NEW YORK – William L. McComb will earn a minimum of $1.3 million a year as chief executive officer and a director of Liz Claiborne Inc. and could triple his salary if bonus requirements are met.
In a Form 8-K filing with the Securities and Exchange Commission Wednesday, Claiborne said that McComb, who succeeds Paul Charron as Claiborne CEO on Nov. 6, will receive a $400,000 hiring bonus to compensate for annual bonus money forfeited as a result of his departure from Johnson & Johnson Inc., where he served as group chairman. The term of the initial contract is three years.
In addition to his $1.3 million paycheck, McComb can earn a target bonus of 100% of his annual salary or as much or as little as 200% or 0% of his salary, depending on the degree to which performance goals established by Claiborne’s compensation committee are realized, according to the SEC document. During the current fiscal year, the amount of the target bonus will be prorated based on the term of his employment with the company. That amount is based on earnings per share and return on invested capital goals for 2006.
McComb will also be awarded numerous stock options that in most cases increasingly vest on the anniversary of his addition to the company and which will be tied to the company’s stock price on his first day at Claiborne.
McComb’s employment agreement also provides for compensation in the event that he is terminated “without cause” or leaves for “good reason” or if his employment ends due to a change in control at the firm.
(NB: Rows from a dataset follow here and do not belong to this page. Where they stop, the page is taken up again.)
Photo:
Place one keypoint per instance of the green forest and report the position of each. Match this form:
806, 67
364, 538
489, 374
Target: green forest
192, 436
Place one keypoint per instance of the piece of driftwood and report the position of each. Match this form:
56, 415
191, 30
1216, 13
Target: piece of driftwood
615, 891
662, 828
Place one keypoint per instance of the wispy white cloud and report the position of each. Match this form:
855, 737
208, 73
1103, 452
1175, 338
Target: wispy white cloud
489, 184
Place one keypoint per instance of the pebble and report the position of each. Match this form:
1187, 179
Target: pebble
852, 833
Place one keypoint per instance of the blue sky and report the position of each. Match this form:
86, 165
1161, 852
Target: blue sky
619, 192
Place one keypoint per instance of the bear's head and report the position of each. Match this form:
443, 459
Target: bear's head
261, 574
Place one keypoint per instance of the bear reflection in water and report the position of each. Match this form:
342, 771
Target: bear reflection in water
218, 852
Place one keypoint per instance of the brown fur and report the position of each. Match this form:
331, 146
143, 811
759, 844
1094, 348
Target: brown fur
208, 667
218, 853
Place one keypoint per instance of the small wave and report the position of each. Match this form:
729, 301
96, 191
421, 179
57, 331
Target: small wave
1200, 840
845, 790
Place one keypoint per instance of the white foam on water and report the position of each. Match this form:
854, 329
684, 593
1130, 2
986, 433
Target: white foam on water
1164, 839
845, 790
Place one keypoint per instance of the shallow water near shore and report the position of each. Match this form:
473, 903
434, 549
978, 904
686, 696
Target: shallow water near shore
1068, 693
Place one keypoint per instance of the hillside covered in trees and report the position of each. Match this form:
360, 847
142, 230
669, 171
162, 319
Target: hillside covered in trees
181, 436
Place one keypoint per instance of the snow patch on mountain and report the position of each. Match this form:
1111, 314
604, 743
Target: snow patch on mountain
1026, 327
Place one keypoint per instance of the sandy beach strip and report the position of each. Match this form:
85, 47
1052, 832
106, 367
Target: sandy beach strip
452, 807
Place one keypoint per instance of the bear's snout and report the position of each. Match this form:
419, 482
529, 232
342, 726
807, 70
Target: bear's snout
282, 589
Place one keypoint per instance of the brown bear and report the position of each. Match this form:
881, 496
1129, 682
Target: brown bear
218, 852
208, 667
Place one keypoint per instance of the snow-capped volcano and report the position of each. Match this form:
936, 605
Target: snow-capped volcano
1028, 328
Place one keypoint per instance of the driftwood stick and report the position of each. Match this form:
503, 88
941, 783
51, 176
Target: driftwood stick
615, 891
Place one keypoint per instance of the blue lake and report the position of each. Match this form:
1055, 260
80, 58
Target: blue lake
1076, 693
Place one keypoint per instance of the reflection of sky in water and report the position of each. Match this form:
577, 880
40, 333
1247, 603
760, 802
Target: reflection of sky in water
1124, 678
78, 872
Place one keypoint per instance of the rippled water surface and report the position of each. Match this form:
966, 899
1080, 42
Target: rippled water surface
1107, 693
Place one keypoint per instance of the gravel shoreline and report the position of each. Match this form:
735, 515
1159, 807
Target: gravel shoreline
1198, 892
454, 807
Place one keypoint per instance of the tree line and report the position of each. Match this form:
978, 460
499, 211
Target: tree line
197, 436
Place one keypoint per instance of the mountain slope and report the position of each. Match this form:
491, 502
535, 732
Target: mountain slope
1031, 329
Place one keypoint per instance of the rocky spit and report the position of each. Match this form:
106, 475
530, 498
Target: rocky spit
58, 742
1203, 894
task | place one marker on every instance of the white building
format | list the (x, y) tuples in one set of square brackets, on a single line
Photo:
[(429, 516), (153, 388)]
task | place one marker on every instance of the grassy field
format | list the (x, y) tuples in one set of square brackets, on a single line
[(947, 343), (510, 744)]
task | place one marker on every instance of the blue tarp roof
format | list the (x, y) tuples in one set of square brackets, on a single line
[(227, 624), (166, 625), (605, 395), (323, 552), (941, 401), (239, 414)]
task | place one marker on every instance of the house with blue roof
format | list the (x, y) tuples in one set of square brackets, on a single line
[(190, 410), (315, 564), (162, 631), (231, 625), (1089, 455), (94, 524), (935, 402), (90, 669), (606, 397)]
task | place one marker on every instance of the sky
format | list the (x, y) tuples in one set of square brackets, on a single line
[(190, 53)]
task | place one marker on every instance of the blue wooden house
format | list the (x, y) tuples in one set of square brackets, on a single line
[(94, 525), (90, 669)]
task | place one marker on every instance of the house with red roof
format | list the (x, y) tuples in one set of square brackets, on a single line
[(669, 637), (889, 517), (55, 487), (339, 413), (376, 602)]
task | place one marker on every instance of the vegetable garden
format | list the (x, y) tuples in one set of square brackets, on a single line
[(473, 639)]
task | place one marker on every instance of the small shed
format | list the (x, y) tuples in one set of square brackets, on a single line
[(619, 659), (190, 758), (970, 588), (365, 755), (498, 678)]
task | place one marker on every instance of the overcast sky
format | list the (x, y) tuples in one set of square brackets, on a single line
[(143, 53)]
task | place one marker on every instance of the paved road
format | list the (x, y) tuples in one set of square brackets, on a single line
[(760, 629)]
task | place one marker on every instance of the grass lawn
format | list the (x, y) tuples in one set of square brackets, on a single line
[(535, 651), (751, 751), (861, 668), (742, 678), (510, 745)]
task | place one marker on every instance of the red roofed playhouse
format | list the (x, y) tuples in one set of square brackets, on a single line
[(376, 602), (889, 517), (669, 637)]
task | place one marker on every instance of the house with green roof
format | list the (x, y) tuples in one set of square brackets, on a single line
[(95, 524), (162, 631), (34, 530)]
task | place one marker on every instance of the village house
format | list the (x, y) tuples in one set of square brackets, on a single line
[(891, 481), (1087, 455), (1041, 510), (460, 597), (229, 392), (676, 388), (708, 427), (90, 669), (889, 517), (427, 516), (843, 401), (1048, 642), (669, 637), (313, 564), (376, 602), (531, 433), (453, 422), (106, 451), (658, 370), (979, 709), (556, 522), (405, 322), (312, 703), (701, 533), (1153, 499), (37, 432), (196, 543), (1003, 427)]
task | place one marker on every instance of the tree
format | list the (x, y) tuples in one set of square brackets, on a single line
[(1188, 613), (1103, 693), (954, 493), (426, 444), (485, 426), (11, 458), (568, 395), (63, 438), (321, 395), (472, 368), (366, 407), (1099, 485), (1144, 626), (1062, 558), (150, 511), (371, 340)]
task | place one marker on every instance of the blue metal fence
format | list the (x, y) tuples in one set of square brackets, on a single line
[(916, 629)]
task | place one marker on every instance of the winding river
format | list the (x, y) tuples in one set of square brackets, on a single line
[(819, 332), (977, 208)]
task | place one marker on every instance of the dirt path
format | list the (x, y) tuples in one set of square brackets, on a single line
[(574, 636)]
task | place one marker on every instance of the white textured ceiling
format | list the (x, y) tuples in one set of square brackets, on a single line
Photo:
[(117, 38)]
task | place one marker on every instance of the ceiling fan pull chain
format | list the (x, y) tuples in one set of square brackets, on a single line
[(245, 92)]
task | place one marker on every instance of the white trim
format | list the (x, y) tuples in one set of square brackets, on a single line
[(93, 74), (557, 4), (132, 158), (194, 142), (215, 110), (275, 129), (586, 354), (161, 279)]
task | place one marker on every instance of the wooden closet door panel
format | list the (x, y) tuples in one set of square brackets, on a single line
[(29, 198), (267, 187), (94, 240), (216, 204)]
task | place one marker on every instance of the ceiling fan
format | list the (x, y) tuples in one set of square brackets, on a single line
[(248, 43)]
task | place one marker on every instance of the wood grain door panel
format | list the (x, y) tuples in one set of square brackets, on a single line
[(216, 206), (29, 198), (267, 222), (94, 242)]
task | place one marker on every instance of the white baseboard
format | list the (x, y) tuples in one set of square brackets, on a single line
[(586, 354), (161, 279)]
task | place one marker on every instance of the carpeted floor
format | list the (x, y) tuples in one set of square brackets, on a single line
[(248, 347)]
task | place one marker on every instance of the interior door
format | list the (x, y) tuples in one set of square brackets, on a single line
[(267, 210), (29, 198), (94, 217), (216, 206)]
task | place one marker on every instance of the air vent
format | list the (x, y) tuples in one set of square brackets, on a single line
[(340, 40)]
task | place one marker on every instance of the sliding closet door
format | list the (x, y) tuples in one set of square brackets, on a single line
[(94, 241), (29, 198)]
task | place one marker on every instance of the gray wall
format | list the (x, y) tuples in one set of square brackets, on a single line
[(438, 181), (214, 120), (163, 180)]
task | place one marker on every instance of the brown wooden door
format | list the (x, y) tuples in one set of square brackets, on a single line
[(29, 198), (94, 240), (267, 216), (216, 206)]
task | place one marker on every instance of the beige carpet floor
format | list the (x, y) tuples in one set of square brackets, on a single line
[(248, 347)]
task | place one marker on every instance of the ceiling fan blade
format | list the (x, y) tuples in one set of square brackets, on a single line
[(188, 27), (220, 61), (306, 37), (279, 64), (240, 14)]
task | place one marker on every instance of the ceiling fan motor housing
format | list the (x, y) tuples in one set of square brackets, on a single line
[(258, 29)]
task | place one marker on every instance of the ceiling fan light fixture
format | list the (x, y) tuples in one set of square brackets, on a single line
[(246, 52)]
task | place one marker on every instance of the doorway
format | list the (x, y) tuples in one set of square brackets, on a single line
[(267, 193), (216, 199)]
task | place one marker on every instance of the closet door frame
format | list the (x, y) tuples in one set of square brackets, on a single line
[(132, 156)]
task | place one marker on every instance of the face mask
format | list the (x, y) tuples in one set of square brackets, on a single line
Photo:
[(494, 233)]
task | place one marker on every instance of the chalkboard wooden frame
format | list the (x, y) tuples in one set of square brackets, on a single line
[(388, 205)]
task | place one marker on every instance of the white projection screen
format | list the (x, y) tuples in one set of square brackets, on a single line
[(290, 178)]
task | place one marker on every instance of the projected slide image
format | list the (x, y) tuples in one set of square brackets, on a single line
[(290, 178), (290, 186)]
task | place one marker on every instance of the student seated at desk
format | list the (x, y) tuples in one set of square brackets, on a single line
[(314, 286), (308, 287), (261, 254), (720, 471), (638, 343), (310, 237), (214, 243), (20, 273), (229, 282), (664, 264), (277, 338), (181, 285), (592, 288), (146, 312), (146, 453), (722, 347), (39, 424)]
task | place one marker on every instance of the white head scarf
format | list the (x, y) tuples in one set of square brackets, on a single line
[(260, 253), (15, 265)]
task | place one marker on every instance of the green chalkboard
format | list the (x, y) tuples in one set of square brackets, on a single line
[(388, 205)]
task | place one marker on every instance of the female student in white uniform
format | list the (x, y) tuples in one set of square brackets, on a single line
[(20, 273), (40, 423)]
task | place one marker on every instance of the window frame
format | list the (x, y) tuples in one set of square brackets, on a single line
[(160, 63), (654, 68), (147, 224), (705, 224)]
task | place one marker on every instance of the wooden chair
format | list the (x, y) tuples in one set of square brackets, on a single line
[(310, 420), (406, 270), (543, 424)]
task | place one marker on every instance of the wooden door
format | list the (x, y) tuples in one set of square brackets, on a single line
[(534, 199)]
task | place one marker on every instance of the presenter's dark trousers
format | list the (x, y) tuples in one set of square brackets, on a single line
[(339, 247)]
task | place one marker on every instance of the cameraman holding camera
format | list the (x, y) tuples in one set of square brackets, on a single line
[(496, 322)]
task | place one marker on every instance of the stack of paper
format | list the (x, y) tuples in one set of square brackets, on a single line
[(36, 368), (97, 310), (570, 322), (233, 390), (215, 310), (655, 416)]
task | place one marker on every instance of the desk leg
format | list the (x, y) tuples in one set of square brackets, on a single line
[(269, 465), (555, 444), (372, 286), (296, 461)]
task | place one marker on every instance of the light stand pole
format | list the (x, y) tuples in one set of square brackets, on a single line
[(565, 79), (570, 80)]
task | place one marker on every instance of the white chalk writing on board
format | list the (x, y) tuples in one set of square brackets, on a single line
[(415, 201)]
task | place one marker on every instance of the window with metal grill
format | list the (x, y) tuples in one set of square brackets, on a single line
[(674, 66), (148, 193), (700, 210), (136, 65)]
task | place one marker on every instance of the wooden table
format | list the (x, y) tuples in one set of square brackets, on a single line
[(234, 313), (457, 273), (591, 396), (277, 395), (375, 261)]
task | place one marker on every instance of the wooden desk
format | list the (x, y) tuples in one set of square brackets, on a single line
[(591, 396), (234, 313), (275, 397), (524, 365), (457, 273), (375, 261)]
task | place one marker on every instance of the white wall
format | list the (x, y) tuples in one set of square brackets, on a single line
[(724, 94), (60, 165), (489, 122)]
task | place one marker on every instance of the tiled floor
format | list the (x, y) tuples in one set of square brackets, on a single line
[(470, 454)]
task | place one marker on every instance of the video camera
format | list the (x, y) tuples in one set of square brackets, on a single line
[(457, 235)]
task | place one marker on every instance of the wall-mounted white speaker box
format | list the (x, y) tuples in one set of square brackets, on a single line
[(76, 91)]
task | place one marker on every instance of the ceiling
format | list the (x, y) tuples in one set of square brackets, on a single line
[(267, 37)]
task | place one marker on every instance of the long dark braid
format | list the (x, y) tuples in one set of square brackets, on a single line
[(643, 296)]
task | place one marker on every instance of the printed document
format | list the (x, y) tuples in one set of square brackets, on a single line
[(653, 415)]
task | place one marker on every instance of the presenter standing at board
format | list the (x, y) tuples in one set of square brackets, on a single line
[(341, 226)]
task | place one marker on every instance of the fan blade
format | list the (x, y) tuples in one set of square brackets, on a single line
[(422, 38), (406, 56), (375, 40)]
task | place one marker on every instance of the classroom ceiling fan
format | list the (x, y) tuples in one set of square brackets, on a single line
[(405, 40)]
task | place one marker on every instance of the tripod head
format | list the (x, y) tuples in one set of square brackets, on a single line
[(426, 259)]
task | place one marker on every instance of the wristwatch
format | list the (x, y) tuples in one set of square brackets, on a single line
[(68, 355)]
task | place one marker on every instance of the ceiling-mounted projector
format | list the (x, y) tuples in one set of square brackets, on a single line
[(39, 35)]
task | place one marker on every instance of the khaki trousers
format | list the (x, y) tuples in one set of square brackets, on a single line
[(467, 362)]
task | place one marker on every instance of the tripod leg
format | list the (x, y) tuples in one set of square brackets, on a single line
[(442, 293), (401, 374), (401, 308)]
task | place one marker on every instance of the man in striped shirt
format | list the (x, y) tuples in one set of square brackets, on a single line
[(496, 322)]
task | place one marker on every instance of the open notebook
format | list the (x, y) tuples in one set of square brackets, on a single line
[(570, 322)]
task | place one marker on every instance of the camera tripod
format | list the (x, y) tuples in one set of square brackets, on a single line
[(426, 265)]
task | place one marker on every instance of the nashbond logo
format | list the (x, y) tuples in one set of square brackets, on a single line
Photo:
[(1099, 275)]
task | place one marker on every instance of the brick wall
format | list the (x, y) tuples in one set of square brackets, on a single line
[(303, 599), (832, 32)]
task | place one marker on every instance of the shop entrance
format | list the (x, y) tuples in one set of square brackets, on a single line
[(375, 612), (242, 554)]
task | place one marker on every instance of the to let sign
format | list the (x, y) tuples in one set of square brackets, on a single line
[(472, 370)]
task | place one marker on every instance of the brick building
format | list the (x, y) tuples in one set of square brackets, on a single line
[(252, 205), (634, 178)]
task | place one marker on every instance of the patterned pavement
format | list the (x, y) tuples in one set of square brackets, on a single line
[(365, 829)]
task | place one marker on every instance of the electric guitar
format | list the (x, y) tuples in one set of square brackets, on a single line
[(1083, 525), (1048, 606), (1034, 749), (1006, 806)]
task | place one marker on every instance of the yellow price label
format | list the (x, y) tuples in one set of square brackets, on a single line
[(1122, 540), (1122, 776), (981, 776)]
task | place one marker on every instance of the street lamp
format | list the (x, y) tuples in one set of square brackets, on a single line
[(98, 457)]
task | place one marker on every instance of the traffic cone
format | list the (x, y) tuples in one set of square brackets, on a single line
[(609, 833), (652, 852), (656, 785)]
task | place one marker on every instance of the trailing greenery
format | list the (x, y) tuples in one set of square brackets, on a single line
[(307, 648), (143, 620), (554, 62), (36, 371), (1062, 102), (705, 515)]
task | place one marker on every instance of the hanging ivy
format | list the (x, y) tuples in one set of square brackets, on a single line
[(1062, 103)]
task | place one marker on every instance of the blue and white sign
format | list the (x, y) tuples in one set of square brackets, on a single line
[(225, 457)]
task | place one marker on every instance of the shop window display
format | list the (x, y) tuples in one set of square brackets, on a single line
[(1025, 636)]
He would receive $4 million and other compensation if terminated wtihout cause or if he relinquished his post for good reason. If he were to leave within three years of a change in control, he would be entitled to a so-called “golden parachute” equal to three times the sum of his annual salary and average bonus, plus other amounts.
As reported, Paul Charron will continue as chairman of Claiborne until Dec. 31, at which time he will hold the title chairman emeritus for three years. He will provide consulting services for one year following his Dec. 31 retirement and receive $750,000 for his services, in addition to $75,000 to be paid on July 1, 2007.
Kay Koplovitz will serve as non-executive chairman of the board, effective Jan. 1, and will receive an additional cash retainer of $100,000 per year.